According to Eurostat, September inflation data showed the following trends:
- The largest contributors to annual inflation in the euro area were services (+1.76 percentage points, pp), food, alcohol and tobacco (+0.47 points) and non-energy industrial products (+0.12 points).
- Conversely, energy had a negative contribution, decreasing by 0.60 pp.
- The lowest annual inflation rates among member states were Ireland (0%), Lithuania (0.4%), Slovenia and Italy (0.7%).
- Notable member states with inflation rates below the ECB's 2% target include France (1.4%), Germany (1.8%) and Spain (1.7%).
- Belgium had the highest annual inflation rate at 4.3%.
Other economic data showed the euro zone's trade surplus narrowed to 4.6 billion euros in August from 21.2 billion euros in July. Exports and imports showed weak demand. Despite the trade report, markets were still focused on inflation data ahead of the ECB's interest rate decision.

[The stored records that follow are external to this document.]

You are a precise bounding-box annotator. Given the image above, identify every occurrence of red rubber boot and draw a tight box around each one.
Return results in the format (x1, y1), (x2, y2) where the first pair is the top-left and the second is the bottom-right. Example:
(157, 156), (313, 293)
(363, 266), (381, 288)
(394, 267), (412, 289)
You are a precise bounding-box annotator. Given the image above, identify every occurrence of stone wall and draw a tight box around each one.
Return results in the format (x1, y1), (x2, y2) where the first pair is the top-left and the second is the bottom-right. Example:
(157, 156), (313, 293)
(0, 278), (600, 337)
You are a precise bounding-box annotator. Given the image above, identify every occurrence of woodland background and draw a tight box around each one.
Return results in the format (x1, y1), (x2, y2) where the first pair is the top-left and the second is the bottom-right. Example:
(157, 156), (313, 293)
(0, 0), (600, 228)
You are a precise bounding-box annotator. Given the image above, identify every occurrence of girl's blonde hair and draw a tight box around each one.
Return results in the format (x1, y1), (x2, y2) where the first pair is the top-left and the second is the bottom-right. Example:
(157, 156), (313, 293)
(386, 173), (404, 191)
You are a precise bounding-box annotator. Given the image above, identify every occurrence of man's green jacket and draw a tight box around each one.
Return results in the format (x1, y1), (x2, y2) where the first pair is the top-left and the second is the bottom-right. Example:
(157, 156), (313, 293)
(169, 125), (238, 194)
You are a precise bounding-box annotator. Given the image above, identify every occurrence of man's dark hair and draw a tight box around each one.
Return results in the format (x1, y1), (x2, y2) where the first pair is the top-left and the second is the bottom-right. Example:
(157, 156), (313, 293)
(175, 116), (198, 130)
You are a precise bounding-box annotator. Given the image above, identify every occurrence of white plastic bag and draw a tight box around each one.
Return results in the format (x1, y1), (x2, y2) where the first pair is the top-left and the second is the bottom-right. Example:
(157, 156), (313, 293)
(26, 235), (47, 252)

Implications for ECB monetary policy
Economists expected a 25 basis point (bp) rate cut on Thursday after annual inflation fell below the ECB's 2% target. Markets had already priced in a 25 basis point rate cut in October, but falling inflation data could increase expectations for another rate cut in December.
Multiple interest rate cuts by the ECB in the fourth quarter of 2024 could lower borrowing costs and boost consumer spending. However, concerns about deflation risk may increase due to the deterioration of the euro area economy. The last time the eurozone experienced deflation was during the COVID-19 pandemic, and previously in 2015-2016 due to falling energy prices.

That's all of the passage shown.